Beyond the expected result that sediment loads were much lower during typical streamflows than those measured during the flooding, the measured data indicated some localized sediment-transport processes for further examination. Extreme and prolonged flooding can temporarily deplete sediment supplies locally, and evidence indicating such depletion was present at some sites. Unexpectedly high bed-material loads in the Gavins Point Segment may reflect episodic bar erosion just upstream from the sampling site. The relative contribution of bedload was typically 10 percent or less of the total load during the flooding. Following the flooding, this relative amount increased at some sites but not others, the reasons for which are possibly related to differences in stream velocity. Ultimately, the bedload decreased as it entered the Channelized Segment because of increased velocity and the turbulent mixing ability of the river as compared to the Gavins Point Segment. This turbulent mixing may also convert bed-material load into wash load, thereby rendering those sediments unavailable for creating sandbars and other bedforms. Though some of the sampling data support this premise, it was not consistently manifested by differences between the sediment load of the two segments during typical-streamflow conditions.

The Modified-Einstein Procedure tended to predict greater total-sediment loads when compared to measured values.

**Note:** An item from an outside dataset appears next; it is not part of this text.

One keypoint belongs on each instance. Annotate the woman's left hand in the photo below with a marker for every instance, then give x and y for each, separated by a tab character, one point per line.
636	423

These differences may be the result of sediment deficits in the Missouri River that lead to an overprediction by the Modified-Einstein Procedure, the unsampled zone above the streambed that leads to an underprediction by the suspended sampler, or general uncertainty in the sampling approach. The differences between total-sediment load obtained through measurements and that estimated from applied theoretical procedures such as the Modified-Einstein Procedure pose a challenge for reliably characterizing total-sediment transport. Though it is not clear which of the two techniques is more accurate, the general tendency of the two to be within an order of magnitude of one another may be adequate for many sediment studies.